Monday, September 28, 2015

Why St. Neophytos the Recluse Wrote His "Hexaemeron" ("Six-Days of Creation")


In his introduction to his Interpretation of the Hexaemeron, St. Neophytos the Recluse (+ 1215) explains the following reason as to why he undertook this work:

It seems good to tell as to what caused me to reach the decision to write this book. When I was enlightened by some divine sunrise from above and I turned far away from the vanities of life, and my feet were led along the straight path and way of peace, so as to follow the monastic life, I secretly left my parents and my seven siblings, both male and female, and I arrived at a certain holy monastery. There it happened that I heard the prophetic words which say: "In the beginning God created heaven and earth," and all the words which follow these. And as I listened I was amazed because I had never heard these words before, for I was illiterate and did not even know the alphabet, being a child of eighteen years of age.

And I was in such amazement over these words that I heard and my soul came to love them so much, that I hoped others would read such things, and I wanted to understand their meaning, for besides "God created everything in the beginning and whatever He saw was good," I did not understand what anything meant. Nor did I want to ask anyone to explain it to me, but I kept this miracle secretly within my heart.

And it was as if the elders told me to prune the vine, that I undertook to learn certain letters with the help of God and the prayers the monks said night and day. The grace of God granted to me even more than this, so that I was able to learn the entire sacred Psalter.
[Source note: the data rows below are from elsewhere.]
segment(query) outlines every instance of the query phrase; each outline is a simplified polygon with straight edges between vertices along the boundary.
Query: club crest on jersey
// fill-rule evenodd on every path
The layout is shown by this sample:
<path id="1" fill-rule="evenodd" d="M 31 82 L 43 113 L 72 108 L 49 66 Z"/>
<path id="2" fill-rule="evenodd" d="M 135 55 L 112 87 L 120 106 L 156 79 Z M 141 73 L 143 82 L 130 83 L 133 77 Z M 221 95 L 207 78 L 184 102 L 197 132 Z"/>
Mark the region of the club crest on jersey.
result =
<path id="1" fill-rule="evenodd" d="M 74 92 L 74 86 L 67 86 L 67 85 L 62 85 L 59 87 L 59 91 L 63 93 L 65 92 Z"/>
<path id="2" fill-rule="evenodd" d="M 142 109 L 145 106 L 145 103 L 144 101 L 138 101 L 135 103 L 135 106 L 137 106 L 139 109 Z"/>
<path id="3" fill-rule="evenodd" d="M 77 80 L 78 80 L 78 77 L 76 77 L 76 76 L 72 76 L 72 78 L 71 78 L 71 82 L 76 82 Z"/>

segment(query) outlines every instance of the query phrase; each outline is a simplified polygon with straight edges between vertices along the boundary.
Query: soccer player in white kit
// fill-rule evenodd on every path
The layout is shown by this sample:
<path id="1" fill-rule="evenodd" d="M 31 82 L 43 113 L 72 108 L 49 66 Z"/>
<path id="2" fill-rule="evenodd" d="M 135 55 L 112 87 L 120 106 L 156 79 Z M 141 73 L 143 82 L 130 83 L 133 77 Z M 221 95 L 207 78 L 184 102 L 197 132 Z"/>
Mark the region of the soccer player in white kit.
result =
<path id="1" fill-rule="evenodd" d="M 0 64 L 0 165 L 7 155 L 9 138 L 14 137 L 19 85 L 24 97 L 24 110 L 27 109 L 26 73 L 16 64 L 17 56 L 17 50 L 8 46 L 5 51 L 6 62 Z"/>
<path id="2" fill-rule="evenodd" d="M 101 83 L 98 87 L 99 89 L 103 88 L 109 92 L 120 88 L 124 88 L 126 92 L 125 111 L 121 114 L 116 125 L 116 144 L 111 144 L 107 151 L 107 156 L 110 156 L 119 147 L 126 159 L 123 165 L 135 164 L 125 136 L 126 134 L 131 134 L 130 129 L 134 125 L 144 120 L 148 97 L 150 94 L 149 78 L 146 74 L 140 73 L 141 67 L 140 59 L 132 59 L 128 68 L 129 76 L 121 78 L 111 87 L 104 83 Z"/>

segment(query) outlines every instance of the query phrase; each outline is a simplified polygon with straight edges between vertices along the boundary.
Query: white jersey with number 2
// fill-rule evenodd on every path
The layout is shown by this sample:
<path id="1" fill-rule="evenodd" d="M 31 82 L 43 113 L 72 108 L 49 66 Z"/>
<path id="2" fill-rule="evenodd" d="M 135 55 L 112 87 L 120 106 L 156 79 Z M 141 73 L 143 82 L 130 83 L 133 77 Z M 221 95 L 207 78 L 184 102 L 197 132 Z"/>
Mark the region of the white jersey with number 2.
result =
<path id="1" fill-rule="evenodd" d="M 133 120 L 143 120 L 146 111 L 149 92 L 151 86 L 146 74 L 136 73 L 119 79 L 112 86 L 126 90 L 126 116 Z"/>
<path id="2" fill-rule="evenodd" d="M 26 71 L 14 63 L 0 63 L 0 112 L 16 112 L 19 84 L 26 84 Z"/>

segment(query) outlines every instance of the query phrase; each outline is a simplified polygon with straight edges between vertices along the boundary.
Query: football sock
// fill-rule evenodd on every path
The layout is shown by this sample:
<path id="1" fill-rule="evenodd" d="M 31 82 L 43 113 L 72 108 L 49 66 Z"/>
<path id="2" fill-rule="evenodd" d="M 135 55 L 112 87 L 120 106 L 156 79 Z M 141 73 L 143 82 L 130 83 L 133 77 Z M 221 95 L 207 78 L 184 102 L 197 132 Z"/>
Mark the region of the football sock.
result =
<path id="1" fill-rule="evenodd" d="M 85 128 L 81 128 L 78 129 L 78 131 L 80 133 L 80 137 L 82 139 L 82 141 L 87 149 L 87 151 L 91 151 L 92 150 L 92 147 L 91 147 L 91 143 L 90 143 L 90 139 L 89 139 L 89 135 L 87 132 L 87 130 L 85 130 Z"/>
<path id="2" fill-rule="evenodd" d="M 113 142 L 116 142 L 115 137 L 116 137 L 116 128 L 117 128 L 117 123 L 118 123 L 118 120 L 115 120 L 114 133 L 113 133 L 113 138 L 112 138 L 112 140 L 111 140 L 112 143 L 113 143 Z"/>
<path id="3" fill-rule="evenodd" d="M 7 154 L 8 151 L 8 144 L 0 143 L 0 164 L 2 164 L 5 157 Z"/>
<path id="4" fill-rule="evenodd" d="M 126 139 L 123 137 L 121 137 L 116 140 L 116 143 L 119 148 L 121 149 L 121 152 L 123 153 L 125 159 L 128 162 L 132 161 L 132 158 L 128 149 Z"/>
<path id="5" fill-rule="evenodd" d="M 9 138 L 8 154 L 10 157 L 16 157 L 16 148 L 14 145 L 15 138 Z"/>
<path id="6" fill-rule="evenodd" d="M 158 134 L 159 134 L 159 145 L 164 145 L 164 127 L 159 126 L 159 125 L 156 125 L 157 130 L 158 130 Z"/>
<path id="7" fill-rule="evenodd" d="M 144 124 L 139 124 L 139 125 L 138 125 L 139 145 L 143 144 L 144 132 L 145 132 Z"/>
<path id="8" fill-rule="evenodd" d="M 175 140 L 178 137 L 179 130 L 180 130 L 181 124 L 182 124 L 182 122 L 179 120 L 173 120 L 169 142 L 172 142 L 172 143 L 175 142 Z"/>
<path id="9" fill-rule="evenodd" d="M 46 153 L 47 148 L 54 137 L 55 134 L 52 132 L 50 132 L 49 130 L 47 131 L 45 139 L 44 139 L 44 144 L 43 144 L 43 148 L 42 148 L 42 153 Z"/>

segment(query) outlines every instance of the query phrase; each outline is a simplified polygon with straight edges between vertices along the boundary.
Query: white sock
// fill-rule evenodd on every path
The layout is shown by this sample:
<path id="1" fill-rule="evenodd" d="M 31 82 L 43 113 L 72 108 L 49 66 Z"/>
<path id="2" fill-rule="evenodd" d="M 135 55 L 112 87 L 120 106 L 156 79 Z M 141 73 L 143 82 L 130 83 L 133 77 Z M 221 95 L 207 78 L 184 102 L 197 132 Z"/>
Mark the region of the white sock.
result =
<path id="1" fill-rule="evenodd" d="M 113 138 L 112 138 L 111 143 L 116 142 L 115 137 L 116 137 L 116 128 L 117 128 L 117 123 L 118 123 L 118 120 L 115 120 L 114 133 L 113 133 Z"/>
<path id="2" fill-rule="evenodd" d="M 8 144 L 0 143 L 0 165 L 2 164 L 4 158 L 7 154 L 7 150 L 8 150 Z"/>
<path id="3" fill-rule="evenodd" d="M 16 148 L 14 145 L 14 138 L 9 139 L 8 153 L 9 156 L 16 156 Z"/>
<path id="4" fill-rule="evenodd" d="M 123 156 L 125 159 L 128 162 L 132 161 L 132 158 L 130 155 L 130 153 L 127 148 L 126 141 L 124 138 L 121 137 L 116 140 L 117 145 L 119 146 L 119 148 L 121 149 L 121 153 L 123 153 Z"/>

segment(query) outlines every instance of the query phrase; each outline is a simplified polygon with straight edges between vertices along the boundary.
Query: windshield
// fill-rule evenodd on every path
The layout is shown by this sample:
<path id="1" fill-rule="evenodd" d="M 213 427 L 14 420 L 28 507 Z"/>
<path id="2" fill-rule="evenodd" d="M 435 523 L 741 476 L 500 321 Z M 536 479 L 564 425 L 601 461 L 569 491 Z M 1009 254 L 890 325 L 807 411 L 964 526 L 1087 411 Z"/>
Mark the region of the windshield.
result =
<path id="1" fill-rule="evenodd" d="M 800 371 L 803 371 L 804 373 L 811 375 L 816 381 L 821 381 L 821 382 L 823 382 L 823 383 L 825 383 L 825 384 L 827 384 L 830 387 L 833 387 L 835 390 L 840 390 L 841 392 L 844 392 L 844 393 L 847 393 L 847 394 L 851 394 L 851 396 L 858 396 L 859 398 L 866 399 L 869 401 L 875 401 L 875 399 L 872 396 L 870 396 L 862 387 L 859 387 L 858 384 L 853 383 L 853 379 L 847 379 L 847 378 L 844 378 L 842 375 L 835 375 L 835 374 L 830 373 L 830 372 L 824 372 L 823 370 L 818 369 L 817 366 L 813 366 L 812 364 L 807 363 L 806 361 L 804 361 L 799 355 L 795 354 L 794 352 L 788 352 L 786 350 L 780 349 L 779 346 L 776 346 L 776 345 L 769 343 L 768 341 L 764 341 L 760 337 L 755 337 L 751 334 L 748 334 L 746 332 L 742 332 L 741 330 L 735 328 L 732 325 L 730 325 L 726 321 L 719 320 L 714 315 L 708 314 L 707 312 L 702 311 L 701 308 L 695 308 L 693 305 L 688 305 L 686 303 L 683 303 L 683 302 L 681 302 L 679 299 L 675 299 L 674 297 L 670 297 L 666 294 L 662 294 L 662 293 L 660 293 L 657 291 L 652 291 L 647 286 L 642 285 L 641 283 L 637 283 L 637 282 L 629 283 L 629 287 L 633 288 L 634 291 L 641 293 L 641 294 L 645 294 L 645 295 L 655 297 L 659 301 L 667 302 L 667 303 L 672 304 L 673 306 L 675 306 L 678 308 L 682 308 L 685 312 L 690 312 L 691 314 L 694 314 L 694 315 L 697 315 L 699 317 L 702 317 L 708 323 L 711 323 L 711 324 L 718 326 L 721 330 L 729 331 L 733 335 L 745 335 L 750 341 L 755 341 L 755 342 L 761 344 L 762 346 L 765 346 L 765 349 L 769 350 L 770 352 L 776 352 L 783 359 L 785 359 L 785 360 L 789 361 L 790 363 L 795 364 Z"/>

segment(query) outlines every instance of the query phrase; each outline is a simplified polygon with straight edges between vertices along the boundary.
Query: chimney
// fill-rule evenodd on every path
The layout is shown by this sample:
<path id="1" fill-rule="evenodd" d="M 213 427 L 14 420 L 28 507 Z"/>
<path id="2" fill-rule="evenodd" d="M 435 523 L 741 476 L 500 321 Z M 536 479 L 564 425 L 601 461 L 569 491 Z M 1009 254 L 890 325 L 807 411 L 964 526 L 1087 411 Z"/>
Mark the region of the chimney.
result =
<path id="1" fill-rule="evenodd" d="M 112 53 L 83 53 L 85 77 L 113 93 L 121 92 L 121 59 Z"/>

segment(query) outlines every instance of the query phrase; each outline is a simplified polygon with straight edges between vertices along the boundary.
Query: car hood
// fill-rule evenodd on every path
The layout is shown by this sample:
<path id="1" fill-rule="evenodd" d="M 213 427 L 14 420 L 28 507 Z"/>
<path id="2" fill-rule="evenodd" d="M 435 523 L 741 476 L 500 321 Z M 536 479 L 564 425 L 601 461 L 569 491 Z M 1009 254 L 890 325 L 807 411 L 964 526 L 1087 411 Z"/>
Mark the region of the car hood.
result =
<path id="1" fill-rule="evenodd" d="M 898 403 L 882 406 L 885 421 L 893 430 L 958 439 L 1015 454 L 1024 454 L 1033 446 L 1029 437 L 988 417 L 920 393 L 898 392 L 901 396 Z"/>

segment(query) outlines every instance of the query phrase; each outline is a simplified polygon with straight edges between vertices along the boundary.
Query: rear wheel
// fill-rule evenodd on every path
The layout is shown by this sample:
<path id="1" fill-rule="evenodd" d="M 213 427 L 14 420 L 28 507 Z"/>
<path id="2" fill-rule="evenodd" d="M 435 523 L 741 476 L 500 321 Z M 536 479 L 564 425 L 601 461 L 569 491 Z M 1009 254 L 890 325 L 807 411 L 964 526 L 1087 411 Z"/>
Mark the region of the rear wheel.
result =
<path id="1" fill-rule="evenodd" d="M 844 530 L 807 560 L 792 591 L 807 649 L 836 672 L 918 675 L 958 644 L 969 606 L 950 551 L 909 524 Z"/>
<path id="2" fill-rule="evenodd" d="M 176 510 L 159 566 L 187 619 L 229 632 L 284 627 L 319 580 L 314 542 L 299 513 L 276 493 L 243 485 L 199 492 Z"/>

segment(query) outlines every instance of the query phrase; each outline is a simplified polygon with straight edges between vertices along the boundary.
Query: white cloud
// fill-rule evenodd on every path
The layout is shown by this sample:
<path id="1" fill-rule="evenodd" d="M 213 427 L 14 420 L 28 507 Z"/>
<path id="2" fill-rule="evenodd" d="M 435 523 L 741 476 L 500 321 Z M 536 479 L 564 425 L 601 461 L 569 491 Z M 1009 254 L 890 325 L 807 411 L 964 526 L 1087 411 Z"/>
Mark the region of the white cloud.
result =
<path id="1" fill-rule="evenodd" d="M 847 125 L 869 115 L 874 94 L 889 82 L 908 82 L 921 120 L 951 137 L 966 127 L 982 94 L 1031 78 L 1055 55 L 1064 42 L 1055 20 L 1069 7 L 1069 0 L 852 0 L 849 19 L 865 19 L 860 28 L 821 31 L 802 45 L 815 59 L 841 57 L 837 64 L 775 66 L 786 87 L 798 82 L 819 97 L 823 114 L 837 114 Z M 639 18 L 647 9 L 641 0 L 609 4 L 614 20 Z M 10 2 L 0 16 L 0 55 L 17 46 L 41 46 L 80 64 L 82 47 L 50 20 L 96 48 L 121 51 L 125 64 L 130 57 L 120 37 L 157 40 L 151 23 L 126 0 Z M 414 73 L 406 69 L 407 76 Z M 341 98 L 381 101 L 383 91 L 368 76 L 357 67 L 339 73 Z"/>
It was as if more divine illumination came to me to leave the noise of the coenobium, to go find quietude, and having found it, and I had in my memory the divine words I stated earlier, I searched to find out more about that prophetic book. And having found it, I memorized the entire thing with the help of God, and with the longing I had for all that it said. And I learned not only about the six day creation of the world, but all that it said about Paradise and the Fall, about the Flood and the destruction by fire, until Abraham the friend of God, and I was in great admiration over the divine words of Scripture.